Выстрел едва не оглушил Дыдыньского. Сквозь звон в ушах поручик услышал, как где-то за крестами, за монастырскими постройками зарождается крик, от которого цепенели казаки и падали на колени крестьяне по всей Украине.
— Ярема! Яреееемааа!
Дыдыньский кинулся к Барановскому. Попытался схватить его за жупан у горла, но ротмистр огрел его рукоятью пистолета по голове и оттолкнул. Поручик с криком боли ударился раненым боком о стену и рухнул на колени.
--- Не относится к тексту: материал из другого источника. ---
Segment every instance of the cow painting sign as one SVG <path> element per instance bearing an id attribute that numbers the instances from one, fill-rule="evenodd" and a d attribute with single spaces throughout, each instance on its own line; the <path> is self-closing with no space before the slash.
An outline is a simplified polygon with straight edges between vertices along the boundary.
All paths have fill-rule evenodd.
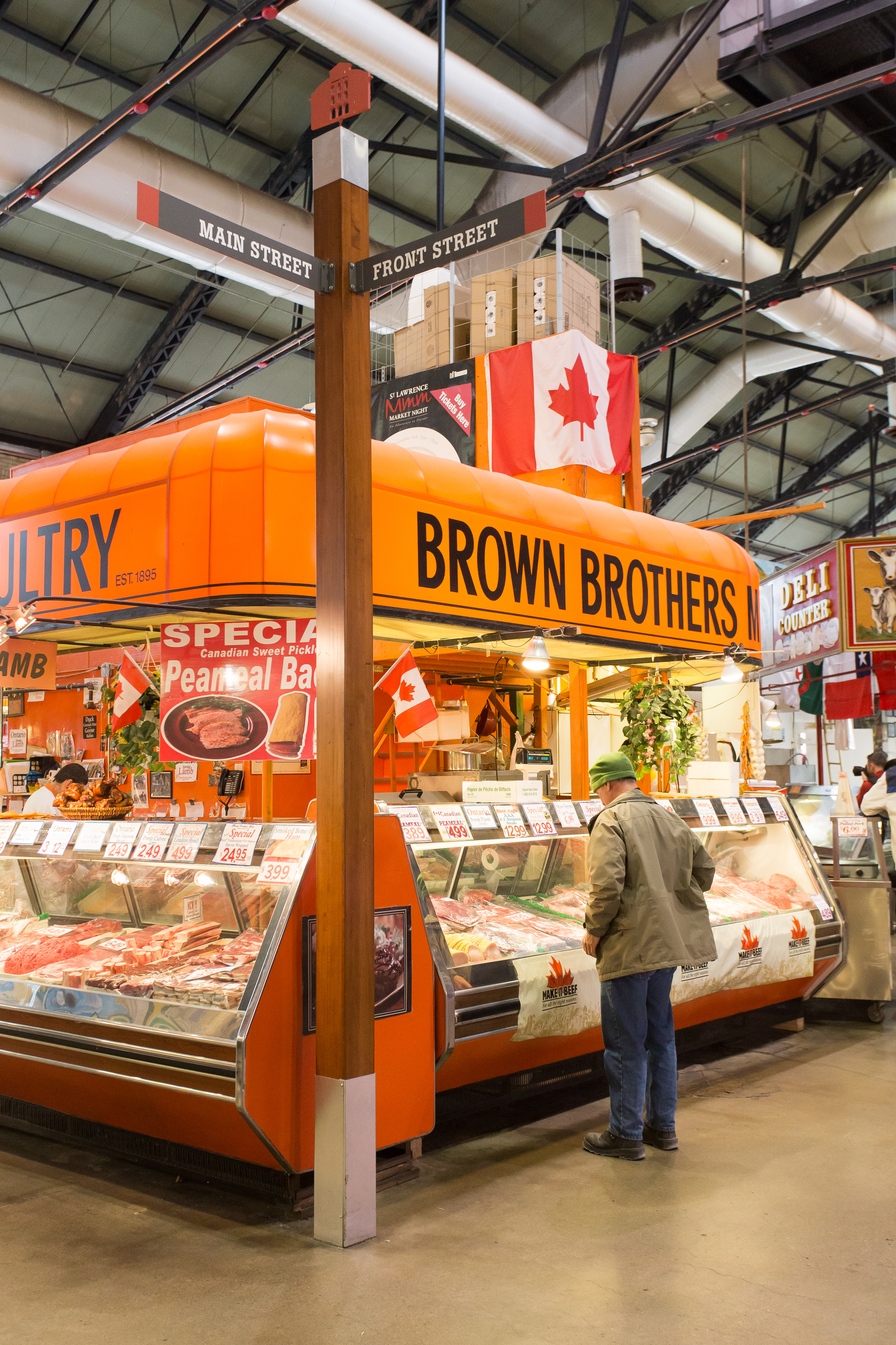
<path id="1" fill-rule="evenodd" d="M 161 628 L 161 756 L 316 756 L 317 624 L 195 621 Z"/>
Он видел всё. Был свидетелем того, как вишневетчики рубили монахов саблями, крушили чеканами и секирами, отсекали воздетые в мольбе руки послушников, убивали без передышки, без жалости, с жестокой сноровкой очерствевших душой солдат. Как гоняли монахов верхом вокруг церкви, ловили арканами. Видел попытки сопротивления — как монахи стащили с седла одного из всадников, и тот рухнул между крестами, круша прогнившие жерди и столбы; видел, как потом иноков изрубили чуть ли не на куски. Сопротивление длилось недолго. Вскоре на монастырском дворе остались только люди Барановского. И трупы убитых — одни недвижно лежали в лужах крови, другие бились в предсмертных судорогах, а третьи застывшим взором смотрели в осеннее небо.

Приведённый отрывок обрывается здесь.